Artifacts and persistence
Outputs are not disposable chat bubbles. Notes land in notebooks. Quizzes attach to study materials. Study paths sync with scheduling surfaces. This matters because the next turn's context includes what shipped last time. The loop closes: the assistant that helped you yesterday knows what it said.
Adaptive depth
Length and difficulty are shaped by observed performance history and explicit follow-ups ("simpler," "more examples"). The same underlying path can expand or contract without forking the stack.
The hard parts
A few things were harder than they looked in the design.
Sparse early data is the trickiest one. New users have thin quiz history, which means personalization is weak right when first impressions matter most. The system has to produce useful artifacts before it has anything to personalize from, and the cold-start behavior has to be explicitly designed rather than left to drift.
Reference resolution is where bugs feel the worst. Follow-ups like "quiz on this" depend on stable thread IDs and trim-safe transcript handling under token limits. When that breaks, it feels like the assistant just forgot who you are. The technical cause is a clipped transcript or a missing thread reference; the user experience is something much worse.

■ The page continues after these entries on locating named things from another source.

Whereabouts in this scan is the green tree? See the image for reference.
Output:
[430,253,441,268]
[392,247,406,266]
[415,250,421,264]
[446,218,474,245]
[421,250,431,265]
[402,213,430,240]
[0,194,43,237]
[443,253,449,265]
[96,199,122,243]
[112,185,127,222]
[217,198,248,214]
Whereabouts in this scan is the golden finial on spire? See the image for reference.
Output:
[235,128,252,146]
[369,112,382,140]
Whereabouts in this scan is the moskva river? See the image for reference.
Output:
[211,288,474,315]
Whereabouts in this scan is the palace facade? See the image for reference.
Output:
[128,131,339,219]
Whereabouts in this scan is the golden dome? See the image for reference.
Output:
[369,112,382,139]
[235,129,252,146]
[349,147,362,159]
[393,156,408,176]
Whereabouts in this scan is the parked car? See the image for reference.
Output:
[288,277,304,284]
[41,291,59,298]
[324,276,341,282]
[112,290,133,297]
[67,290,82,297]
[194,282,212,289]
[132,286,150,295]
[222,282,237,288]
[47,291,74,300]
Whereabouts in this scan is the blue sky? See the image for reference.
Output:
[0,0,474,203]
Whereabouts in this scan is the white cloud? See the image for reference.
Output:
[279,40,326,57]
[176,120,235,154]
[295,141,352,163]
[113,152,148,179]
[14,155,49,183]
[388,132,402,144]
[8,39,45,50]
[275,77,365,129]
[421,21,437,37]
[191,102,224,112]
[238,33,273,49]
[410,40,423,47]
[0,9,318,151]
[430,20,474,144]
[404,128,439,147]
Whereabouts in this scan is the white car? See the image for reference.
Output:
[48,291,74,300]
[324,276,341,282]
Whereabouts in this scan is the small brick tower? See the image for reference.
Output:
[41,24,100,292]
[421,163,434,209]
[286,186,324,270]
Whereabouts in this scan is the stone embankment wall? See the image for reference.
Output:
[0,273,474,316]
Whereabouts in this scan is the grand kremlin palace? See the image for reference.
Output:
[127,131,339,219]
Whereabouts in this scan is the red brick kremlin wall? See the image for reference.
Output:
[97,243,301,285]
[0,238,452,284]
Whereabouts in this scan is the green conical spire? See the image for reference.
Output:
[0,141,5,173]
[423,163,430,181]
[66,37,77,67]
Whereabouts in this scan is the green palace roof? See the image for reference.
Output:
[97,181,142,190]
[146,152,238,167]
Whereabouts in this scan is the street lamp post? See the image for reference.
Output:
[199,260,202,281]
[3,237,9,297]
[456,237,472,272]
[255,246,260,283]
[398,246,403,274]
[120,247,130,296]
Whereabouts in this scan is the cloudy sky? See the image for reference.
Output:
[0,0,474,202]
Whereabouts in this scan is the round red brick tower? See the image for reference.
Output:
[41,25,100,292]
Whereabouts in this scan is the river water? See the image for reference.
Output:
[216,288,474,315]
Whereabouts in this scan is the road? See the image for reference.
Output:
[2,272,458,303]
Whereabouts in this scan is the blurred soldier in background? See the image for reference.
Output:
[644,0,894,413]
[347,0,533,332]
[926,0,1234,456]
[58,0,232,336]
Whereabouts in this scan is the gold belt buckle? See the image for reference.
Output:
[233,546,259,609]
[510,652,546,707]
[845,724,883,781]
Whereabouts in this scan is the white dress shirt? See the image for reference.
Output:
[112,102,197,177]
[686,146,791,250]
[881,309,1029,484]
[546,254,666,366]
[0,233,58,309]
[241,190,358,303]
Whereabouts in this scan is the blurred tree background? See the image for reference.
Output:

Tool misfire is subtle but measurable. Over-triggering note or quiz generation wastes latency and burns token budget. Under-triggering means the assistant is just a chat window. Getting the routing guardrails right is an ongoing calibration, not a one-time setting.
What changed
| Dimension | Stateless chat | Context-first Cereby AI |
|---|---|---|
| Weak-point targeting | None | Quiz- and path-aware questions |
| Thread continuity | Per-message only | Thread plus session artifacts |
| Planning integration | Disconnected | Calendar- and quiz-aware planning |
| Response depth | Fixed for everyone | Shaped by history and follow-up |
The qualitative version: learners get durable study objects and coherent follow-ups instead of one-off answers. On the operator side, "it forgot me" reports drop sharply when context assembly stays healthy.
What's next
Tighter telemetry on which context slices drive quality versus cost. An explicit cold-start mode so thin-data users get useful defaults instead of silence. Deeper hooks into spaced repetition and file chat without blowing token limits.